Guests of the Ayatollah – Mark Bowden
More blow by blow action than a geopolitical analysis of an international political crisis (the Iranian hostage crisis). Bowden gives a decent amount of context to the situation, but not as much as I would have liked. Still, I learned a lot about the history of Iranian-US relations, the Iranian revolution and their nation’s culture and government. Overall an entertaining and informative read about the Iranian revolution and the hostage crisis from 1979-81. I did take issue with the last chapter that felt like an attempt to varnish the whole thing with a weirdly patriotic bent. If youre really interested in the topic, there is probably a better book, but this kept my interest up.

Imperial Life In The Emerald City: Rajiv Chandrasekaran
We hear all the time about the problems in Iraq, but this book really explains how the stage was set for the specific problems that Iraqi and Americans now face there. Analyzing attitudes and policies, the book lays out the failures of planning not just in a military sense. The economic policy that attempted to privatize a socialist economy in 30 days (cf: soviet bloc), institutions like education and health care that were given no funding and inept leadership. De-Baathification policies that dismantled an imperfect municipal and ministerial beurocracies but replaced them with nothing. Idiotic decisions like paying people with debit cards in a country with no ATMS and blackouts half the day. Halliburton serving friend chicken for black history month while making Muslim workers carry boxes of bacon into the cafeteria. Contractors using weapons banned by Geneva conventions. Politically terrifying was the pentagon’s installation of loyalists in key CPA jobs over experts, literally conducting background checks and asking potential workers their political preferences, voting histories and party donations. Nicely complements Babylon By Bus with some more depth than that book provides. Read if youre interested in the topic, one of the best ooks on Iraq yet.

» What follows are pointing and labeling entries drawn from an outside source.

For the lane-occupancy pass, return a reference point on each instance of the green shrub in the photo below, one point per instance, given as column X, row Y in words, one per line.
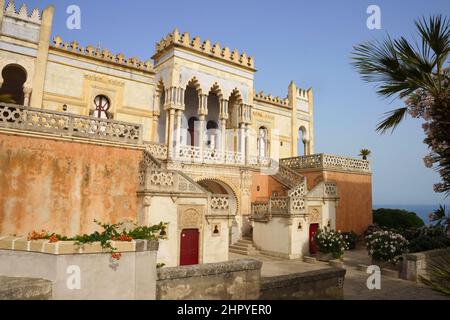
column 396, row 219
column 330, row 241
column 425, row 243
column 386, row 245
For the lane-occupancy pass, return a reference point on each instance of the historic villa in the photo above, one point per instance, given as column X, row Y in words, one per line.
column 182, row 138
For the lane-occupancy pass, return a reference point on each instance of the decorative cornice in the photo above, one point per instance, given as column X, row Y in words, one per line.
column 22, row 14
column 103, row 55
column 268, row 98
column 175, row 39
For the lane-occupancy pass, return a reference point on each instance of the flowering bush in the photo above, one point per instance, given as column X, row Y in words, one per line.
column 114, row 232
column 386, row 245
column 330, row 241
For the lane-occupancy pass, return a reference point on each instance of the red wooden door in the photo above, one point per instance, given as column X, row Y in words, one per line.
column 312, row 231
column 189, row 247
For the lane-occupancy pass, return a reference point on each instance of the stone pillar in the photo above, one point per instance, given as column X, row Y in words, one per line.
column 171, row 133
column 26, row 94
column 247, row 143
column 2, row 10
column 202, row 112
column 40, row 66
column 155, row 135
column 178, row 133
column 223, row 138
column 223, row 127
column 242, row 138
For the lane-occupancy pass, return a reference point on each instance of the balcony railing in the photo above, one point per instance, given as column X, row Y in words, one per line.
column 70, row 125
column 326, row 161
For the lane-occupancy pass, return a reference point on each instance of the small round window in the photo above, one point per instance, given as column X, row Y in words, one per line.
column 102, row 106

Inside The Jihad: Omar Nasiri
The memoir of a Moroccan who worked as a spy for French and British intelligence in the Algerian and later global jihadist movements. Tracing his time with radicals in Belgium and Algeria to the camps of Afghanistan, the books was certainly gripping, but also showed through narrative what a lot of the movement is like from the inside. Some disturbing revelations also- that links between Saddam Hussein and Al Qaeda were intentionally falsely confessed to drag the US into an unwinnable war, and other revelations about the extremely high level of organization and sophistication of many of the movements leaders. At the same time, enormous levels of factionalism within the movement, slowing it down and also accurately presaging contemporary Sunni/Shiite conflicts as well as civil conflicts within the Palestinian territories and Lebanon just this month. Read if youre interested and have the time.


Reluctant Fundamentalist: Mohsin Hamid
There was something very enjoyable about this little novel, in spite of the sometimes overwritten language. I don’t know why I found it so hard to put down, the plot wasn’t particularly exciting or unique, but the character and world was just so vividly painted and the Edgar Allen Poe- like mysterious other character so compelling that I couldn’t help but like it. It also managed to be a bit self-serious without ever slipping into silliness, which if you described the plot would be hard to avoid. Essentially the story of a Pakistani who graduates at the top of his class from Princeton, works for a high powered consulting firm, and becomes disenchanted with America, his adopted home, following the responses to September 11th. Definitely recommended.